Q: Industries in Asia have upgraded over the years, taking on increasingly advanced technological responsibilities. During this next period of upgrading, what roles do Silicon Valley and China play?

A: Talent, technology, and capital are the most important elements in the development of new technology. I suggest that there be more cooperation between Taiwan, China, and SV. For example, the Taiwanese government can invite scientists from China to help with R/D efforts in Taiwan. In another way, for technology's sake, SV is still a good place for innovation. SV is taking on its own transformation right now - due to the lack of funding, there are some really great companies just fighting for survival. In fact, there are some good investment opportunities for Taiwan; I would even suggest that the government fund the capital to buy 30 or even 50 of these excellent hi-tech companies. In comparison to during the dot com era, the cost is very inexpensive. This buyout strategy could help Taiwan upgrade cost-effectively in a very short time period.

Q: Would you mind also talking about your investment strategy during the downturn?

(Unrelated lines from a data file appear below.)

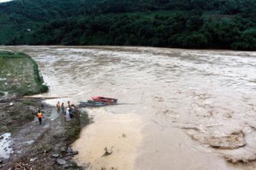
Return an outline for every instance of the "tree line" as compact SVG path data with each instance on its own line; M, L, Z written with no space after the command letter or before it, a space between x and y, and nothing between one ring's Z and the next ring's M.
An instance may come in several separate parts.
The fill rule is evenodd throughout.
M55 4L53 0L48 1ZM33 31L20 31L7 44L256 50L256 1L76 0L66 3L61 5L72 7L69 12L62 11L65 7L57 3L58 15L53 14L55 17L51 19L52 14L46 12L46 18L37 22ZM163 15L163 10L174 12ZM143 12L154 12L154 15L148 16ZM30 18L28 15L27 18Z

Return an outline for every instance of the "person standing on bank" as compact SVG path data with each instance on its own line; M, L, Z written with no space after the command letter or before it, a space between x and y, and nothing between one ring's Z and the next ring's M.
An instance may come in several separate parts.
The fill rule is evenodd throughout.
M70 105L70 101L68 101L68 108L71 108L71 105Z
M42 124L42 114L40 110L38 110L38 118L39 124Z
M59 114L61 112L61 104L59 103L59 101L58 101L58 103L57 103L56 107L57 107L57 112Z
M62 111L62 114L65 114L65 106L64 106L64 103L61 103L61 111Z

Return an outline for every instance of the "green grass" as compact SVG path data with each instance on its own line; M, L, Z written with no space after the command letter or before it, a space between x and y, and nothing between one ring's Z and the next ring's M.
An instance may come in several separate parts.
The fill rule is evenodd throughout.
M3 92L27 95L48 91L35 61L25 53L0 51L0 78L2 95Z

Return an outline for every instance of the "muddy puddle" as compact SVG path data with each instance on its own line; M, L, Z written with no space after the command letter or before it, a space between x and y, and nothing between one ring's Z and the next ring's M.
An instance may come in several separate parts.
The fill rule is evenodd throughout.
M137 47L16 46L38 63L51 90L94 123L73 147L91 169L253 169L256 52ZM48 100L55 104L57 100ZM123 137L123 135L125 134ZM113 153L102 157L106 147Z

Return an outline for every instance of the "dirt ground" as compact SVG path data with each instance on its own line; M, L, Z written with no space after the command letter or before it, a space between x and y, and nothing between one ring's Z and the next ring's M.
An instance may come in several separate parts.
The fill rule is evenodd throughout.
M82 169L72 160L77 152L70 145L79 134L83 113L77 110L75 118L66 122L63 115L40 99L7 101L0 103L0 137L11 133L10 139L2 140L11 141L12 152L8 158L0 158L0 169ZM39 107L42 125L33 114Z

A: After the internet bubble burst, although VCs became more conservative, they were still very eager to find a new investment model. We would re-invest in healthy companies as long as they had good technology, a good team, and a promising future. Capital can help these kinds of companies survive much better.

However, since the economy seems to be recovering, currently we have also been thinking about a "Venture Recovery Model". It means we focus on certain types of companies: 1) companies which have technology and products, such as internet security, network traffic management, wireless communication and medical devices. 2) Companies that are market proven and with potential for large market share in Asia. We plan to move those companies to Asian countries and help them go IPO locally. Currently, Taiwan and Japan have better opportunities to get public investment than the US stock market. We'll also focus on SMS technology and wireless technology in Asia. Particularly, we believe that related IC design will reach a higher boom. After further restructuring, the technological significance and contributions of the Asia market in not only assembly, but also design, IP and advanced technology, will show the world that potential and capability that exists in Asia.